# Label Propagation
_Label Propagation_ (LPA) is a fast algorithm for finding communities in a graph.
It detects these communities using network structure alone as its guide and doesn't require a pre-defined objective function or prior information about the communities.

One interesting feature of LPA is that we can give nodes preliminary labels to narrow down the range of solutions generated.
This means that it can be used as semi-supervised way of finding communities where we hand-pick some initial communities.

First we'll import the Neo4j driver and Pandas libraries:


In [1]:
from neo4j import GraphDatabase
import pandas as pd
import os

Next let's create an instance of the Neo4j driver which we'll use to execute our queries.


In [2]:
host = os.environ.get("NEO4J_HOST", "bolt://localhost") 
user = os.environ.get("NEO4J_USER", "neo4j")
password = os.environ.get("NEO4J_PASSWORD", "neo")
driver = GraphDatabase.driver(host, auth=(user, password))

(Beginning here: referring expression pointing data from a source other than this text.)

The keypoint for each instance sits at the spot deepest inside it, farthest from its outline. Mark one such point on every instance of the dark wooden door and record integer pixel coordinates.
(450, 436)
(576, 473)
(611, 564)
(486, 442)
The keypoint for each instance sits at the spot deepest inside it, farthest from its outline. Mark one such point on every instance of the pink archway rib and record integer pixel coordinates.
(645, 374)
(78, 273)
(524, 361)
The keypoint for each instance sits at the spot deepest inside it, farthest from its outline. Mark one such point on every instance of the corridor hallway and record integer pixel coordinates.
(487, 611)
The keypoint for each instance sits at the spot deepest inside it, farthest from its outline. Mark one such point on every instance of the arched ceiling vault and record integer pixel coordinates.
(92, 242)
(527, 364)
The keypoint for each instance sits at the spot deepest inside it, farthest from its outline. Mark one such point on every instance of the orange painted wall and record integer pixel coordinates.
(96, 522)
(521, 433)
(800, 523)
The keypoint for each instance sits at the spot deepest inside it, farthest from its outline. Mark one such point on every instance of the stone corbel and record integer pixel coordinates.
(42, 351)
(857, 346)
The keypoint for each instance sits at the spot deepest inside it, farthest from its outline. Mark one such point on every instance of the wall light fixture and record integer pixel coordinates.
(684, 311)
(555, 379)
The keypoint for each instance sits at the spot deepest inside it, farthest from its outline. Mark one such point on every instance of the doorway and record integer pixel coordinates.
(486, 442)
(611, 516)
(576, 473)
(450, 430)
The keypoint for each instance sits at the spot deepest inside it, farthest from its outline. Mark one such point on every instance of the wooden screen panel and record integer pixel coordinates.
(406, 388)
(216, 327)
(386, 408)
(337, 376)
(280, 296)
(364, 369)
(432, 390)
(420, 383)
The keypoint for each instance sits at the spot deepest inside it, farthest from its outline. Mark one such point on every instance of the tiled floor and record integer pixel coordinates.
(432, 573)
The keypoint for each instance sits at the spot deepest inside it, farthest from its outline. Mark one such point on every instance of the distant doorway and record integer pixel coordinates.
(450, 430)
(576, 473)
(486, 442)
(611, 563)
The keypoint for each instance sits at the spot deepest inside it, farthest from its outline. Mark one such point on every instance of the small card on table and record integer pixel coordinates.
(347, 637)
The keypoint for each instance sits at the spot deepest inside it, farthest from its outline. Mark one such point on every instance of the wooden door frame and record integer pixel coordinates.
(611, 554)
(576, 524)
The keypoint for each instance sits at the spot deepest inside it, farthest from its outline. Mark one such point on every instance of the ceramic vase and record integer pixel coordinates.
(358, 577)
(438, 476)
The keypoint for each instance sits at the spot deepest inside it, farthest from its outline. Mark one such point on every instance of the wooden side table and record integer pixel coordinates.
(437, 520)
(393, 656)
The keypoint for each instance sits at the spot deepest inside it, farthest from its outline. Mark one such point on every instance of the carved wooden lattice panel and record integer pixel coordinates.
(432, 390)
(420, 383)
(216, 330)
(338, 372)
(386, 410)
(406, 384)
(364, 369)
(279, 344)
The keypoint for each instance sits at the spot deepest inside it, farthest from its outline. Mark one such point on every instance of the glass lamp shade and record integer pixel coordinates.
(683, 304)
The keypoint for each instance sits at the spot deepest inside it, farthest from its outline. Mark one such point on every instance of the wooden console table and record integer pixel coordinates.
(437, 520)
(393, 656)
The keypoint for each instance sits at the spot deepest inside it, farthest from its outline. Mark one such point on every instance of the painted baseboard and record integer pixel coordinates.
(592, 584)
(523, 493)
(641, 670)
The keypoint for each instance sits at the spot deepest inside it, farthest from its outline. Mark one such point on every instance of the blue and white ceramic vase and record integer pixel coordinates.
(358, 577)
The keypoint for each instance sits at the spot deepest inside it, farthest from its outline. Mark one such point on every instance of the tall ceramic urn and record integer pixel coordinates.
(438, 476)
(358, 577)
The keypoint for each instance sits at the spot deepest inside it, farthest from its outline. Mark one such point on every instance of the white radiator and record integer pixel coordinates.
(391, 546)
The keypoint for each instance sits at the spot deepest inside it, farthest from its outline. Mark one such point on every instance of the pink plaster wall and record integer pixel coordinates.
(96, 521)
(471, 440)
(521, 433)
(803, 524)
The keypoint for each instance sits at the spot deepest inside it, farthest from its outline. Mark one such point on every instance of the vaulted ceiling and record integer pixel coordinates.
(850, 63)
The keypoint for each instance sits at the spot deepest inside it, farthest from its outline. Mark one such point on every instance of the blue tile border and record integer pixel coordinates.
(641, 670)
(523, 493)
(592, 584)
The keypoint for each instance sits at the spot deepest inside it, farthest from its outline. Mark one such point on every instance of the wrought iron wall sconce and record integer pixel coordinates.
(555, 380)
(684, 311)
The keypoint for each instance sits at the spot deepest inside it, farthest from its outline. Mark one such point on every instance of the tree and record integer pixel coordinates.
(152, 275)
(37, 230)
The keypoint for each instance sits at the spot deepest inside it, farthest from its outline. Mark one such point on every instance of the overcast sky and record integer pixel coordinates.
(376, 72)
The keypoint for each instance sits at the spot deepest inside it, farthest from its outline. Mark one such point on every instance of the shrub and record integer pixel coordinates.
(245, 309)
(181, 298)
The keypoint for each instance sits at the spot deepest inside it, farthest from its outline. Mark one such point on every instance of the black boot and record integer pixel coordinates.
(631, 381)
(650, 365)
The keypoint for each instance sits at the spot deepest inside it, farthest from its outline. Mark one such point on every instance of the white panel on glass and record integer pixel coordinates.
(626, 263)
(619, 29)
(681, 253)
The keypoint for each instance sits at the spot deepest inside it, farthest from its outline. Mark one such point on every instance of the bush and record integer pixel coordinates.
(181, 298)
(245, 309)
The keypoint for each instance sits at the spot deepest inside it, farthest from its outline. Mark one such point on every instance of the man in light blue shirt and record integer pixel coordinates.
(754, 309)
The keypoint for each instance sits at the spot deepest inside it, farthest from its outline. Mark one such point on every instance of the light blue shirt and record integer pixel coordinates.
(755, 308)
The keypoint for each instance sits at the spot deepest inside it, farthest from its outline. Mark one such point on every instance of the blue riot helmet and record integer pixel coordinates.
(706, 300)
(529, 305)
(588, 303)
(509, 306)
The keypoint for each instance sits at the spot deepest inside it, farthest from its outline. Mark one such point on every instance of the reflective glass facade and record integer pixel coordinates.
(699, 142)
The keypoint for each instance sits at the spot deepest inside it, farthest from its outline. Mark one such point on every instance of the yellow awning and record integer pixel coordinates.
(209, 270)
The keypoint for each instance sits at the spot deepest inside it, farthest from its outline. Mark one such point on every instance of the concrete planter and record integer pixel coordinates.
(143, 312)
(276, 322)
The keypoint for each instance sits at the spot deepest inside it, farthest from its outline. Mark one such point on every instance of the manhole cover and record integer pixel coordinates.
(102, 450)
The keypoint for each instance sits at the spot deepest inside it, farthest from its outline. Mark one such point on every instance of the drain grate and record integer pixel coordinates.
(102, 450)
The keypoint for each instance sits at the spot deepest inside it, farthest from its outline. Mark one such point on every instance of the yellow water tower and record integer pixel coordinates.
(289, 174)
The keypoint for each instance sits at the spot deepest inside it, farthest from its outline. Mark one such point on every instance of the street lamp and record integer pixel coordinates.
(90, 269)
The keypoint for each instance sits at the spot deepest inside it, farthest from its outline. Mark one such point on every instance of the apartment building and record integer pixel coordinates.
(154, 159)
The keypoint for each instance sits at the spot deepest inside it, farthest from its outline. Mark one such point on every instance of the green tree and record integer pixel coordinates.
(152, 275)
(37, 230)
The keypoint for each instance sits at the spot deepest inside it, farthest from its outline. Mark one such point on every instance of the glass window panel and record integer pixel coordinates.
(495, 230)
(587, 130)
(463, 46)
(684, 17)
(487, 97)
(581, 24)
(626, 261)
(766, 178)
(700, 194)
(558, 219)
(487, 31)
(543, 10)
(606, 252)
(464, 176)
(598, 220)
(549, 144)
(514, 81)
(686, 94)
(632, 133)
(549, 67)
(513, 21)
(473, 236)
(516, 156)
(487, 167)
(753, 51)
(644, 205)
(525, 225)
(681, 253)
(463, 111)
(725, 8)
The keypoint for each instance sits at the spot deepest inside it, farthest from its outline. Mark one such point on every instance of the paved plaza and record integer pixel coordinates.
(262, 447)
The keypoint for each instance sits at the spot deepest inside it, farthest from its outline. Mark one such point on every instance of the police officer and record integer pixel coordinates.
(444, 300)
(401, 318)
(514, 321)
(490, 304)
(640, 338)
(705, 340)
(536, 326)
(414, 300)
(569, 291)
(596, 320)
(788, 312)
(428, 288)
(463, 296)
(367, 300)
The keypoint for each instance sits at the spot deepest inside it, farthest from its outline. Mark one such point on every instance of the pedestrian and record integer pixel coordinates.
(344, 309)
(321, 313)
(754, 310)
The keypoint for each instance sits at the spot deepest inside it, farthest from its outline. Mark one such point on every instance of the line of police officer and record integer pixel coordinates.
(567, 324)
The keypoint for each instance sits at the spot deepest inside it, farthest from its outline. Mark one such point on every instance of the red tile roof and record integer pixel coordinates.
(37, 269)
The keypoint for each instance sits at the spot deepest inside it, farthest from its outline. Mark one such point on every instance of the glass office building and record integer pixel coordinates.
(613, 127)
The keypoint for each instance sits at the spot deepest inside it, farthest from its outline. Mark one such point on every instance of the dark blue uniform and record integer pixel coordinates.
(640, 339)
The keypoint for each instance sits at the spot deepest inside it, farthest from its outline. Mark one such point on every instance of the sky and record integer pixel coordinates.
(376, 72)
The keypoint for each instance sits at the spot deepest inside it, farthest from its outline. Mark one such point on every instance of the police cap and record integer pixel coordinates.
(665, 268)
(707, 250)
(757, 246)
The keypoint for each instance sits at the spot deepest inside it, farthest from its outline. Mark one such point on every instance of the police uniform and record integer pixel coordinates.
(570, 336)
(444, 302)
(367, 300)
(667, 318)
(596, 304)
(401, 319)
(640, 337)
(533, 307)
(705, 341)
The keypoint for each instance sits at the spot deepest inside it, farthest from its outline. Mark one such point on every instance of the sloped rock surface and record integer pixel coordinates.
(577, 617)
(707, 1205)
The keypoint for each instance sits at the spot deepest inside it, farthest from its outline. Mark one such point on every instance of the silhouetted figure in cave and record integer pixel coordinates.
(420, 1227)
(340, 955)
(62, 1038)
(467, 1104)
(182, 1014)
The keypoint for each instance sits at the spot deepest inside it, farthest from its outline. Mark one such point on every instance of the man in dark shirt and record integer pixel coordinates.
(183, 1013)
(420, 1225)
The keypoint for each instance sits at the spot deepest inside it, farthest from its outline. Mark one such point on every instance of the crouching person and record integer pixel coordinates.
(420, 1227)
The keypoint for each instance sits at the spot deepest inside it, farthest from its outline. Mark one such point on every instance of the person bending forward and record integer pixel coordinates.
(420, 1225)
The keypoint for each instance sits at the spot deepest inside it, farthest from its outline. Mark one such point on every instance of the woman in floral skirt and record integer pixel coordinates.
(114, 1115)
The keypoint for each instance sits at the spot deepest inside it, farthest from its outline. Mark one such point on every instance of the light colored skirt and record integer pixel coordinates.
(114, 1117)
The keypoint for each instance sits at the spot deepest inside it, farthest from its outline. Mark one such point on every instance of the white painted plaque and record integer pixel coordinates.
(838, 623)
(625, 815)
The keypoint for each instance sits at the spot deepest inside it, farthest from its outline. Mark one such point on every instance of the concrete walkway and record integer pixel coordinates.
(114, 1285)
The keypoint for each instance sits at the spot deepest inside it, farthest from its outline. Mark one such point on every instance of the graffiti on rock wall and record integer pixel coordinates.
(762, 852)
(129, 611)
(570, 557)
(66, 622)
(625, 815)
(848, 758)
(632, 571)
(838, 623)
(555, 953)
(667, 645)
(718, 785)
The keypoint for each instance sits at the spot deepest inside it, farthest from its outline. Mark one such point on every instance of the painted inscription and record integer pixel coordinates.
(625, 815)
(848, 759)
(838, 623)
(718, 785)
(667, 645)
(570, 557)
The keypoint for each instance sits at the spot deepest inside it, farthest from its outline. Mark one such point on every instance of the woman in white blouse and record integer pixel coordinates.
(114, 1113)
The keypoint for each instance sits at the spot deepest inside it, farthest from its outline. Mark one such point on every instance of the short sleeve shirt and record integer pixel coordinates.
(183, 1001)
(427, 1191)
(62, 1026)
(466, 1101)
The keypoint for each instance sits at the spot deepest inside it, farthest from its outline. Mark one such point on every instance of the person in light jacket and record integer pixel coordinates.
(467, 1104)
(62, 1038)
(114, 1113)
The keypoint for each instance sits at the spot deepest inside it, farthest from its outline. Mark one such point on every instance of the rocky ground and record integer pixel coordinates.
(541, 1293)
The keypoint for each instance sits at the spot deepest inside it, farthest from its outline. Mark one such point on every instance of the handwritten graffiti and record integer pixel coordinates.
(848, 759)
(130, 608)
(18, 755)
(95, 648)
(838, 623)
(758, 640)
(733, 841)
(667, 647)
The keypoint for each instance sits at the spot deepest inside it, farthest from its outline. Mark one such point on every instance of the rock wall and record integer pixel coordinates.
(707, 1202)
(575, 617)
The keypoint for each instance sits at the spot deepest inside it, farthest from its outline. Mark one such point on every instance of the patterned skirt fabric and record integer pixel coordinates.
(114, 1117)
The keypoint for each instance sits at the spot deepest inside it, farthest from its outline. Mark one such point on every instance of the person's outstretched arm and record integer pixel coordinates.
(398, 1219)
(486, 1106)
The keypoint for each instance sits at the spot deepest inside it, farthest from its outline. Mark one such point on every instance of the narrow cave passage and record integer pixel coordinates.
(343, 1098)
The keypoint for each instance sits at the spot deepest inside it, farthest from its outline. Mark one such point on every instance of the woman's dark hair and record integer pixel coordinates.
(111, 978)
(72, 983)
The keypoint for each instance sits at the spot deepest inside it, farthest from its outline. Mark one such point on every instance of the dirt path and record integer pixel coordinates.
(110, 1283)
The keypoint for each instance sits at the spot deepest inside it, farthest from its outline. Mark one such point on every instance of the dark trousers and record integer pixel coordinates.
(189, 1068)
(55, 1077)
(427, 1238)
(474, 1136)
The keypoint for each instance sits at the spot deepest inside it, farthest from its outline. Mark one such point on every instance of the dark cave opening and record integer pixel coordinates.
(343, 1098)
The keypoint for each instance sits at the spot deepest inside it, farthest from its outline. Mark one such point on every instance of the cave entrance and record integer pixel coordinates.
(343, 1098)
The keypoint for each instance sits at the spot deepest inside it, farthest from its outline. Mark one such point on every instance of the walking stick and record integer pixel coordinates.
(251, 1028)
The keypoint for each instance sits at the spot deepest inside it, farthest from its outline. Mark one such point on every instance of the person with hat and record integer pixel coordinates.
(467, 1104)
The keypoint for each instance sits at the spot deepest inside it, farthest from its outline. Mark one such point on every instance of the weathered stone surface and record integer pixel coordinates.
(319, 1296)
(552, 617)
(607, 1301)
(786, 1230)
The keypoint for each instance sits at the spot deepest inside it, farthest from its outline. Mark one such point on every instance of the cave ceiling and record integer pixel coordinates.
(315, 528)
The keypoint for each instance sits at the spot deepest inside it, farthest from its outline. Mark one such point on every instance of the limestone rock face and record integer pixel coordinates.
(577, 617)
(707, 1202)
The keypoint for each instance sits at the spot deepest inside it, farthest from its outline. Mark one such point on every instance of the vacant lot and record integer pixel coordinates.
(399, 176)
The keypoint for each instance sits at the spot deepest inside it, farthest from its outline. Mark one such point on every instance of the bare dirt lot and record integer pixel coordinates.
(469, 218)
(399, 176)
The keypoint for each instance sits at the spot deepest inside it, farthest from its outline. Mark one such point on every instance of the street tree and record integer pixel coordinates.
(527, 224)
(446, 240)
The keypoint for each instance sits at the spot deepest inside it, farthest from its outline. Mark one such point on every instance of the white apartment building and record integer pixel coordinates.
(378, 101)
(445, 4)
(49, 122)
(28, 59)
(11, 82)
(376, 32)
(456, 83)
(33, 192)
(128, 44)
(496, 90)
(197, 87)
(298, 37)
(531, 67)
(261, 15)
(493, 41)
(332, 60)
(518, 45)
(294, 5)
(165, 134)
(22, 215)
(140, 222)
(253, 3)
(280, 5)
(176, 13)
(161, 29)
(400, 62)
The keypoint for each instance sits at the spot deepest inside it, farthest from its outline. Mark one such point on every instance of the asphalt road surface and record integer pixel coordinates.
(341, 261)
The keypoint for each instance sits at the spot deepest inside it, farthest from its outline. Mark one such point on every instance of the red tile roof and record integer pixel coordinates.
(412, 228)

Now let's create a sample graph that we'll run the algorithm against.


In [3]:
create_graph_query = '''
MERGE (nAlice:User {id:'Alice'}) SET nAlice.predefined_label=52
MERGE (nBridget:User {id:'Bridget'}) SET nBridget.predefined_label=21
MERGE (nCharles:User {id:'Charles'}) SET nCharles.predefined_label=43
MERGE (nDoug:User {id:'Doug'}) SET nDoug.predefined_label=21
MERGE (nMark:User {id:'Mark'}) SET nMark.predefined_label=19
MERGE (nMichael:User {id:'Michael'}) SET nMichael.predefined_label=52

MERGE (nAlice)-[:FOLLOW]->(nBridget)
MERGE (nAlice)-[:FOLLOW]->(nCharles)
MERGE (nMark)-[:FOLLOW]->(nDoug)
MERGE (nBridget)-[:FOLLOW]->(nMichael)
MERGE (nDoug)-[:FOLLOW]->(nMark)
MERGE (nMichael)-[:FOLLOW]->(nAlice)
MERGE (nAlice)-[:FOLLOW]->(nMichael)
MERGE (nBridget)-[:FOLLOW]->(nAlice)
MERGE (nMichael)-[:FOLLOW]->(nBridget)
MERGE (nCharles)-[:FOLLOW]->(nDoug);
'''

with driver.session() as session:
    result = session.write_transaction(lambda tx: tx.run(create_graph_query))
    print("Stats: " + str(result.consume().metadata.get("stats", {})))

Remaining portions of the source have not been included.